Swift, reliable access to clear information about the ownership, and rights or burdens affecting land, publicly available in one place is increasingly regarded as a key element of a modern, commercially focused society, and means that property transactions can be effected more easily, faster and cheaper.

With this aim in mind, the Land Registration etc (Scotland) Act 2012 introduces new triggers for first registration in the Land Register. One of these, voluntary registration, is already familiar to conveyancers, but a new concept – that of Keeper-induced registration (KIR) – is unfamiliar territory. A consultation published by Registers this month now provides us with some insight into how Registers expect KIR to apply, at least in the immediate future.

Shaken, not stirred

Left to its own devices, the property market, no matter how active, will not achieve the target of completion of the Land Register within 10 years. Something else is required to accelerate the progress towards this goal. KIR is a potentially powerful tool – allowing the Keeper to transfer a title onto the Land Register, without any action being taken by the landowner.

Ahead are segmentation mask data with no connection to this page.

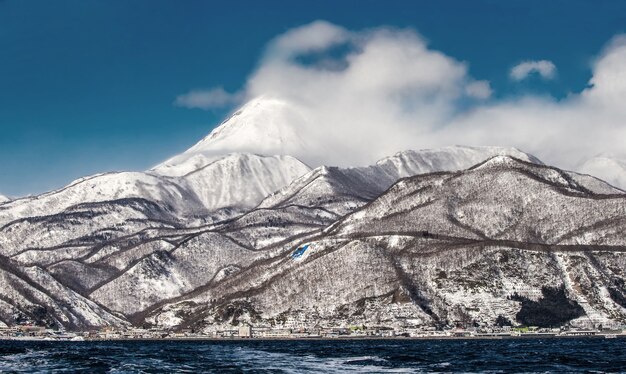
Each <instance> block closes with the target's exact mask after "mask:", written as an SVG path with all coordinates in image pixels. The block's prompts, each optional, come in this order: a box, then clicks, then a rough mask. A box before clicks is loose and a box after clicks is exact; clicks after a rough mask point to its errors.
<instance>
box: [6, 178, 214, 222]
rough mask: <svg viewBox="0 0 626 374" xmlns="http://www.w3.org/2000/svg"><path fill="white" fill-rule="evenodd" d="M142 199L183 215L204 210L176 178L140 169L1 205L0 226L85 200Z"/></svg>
mask: <svg viewBox="0 0 626 374" xmlns="http://www.w3.org/2000/svg"><path fill="white" fill-rule="evenodd" d="M129 198H140V199H146V200H150V201H152V202H155V203H158V204H160V205H161V206H163V207H165V208H166V209H169V210H171V211H175V212H179V213H180V214H181V215H185V214H193V213H196V212H203V210H202V203H201V202H200V201H199V200H198V198H197V197H196V196H195V194H194V193H193V192H191V191H189V190H187V189H186V188H185V187H182V186H181V185H180V184H179V183H176V181H174V180H171V179H168V178H163V177H160V176H155V175H150V174H146V173H138V172H122V173H109V174H98V175H94V176H91V177H86V178H81V179H78V180H76V181H74V182H72V183H71V184H69V185H68V186H66V187H64V188H61V189H59V190H56V191H52V192H48V193H45V194H42V195H38V196H32V197H25V198H21V199H16V200H13V201H11V202H9V203H5V204H3V205H2V206H0V225H3V224H6V223H8V222H11V221H13V220H16V219H20V218H24V217H37V216H44V215H53V214H59V213H61V212H63V211H64V210H65V209H67V208H69V207H72V206H74V205H79V204H83V203H95V202H104V201H114V200H121V199H129Z"/></svg>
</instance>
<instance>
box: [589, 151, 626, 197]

The consultation reports on the findings of KIR pilots conducted by Registers over the past few months, which concentrated on a mix of three property types:

  • RoS "research areas" (areas of land that split into several units of property sharing common burdens, such as residential developments);
  • heritage assets, e.g. properties owned by the National Trust for Scotland, where Registers worked with the organisations concerned; and
  • other property types (not in research areas) including residential and commercial property, farms and rural estates, but without any involvement of the property owner or their advisers.

No actual registrations were effected, other than a small number of heritage assets, including the island of St Kilda. The purpose of the pilot was to identify how easy or difficult it would be to register the different categories of property type, without reference to owners or their advisers, and the local information that they have, that is not evident from the title deeds alone.

Registers concludes that research areas are likely to be the most fruitful and successful source of property for KIR. With an estimated 700,000 unregistered properties located in research areas, this will make a significant dent in the 1.2 million unregistered properties that will need to be transferred from the Sasine Register to the Land Register. It intends therefore to focus KIR principally on those properties which are located in research areas, predominantly urban, where the occupational features are more easily determined, and a direct comparison with the title description is easier to achieve.

The consultation will run for 12 weeks, giving us until just before Christmas to consider the proposals and submit responses and suggestions. The report, proposals and how to respond are accessible from the Registers of Scotland website.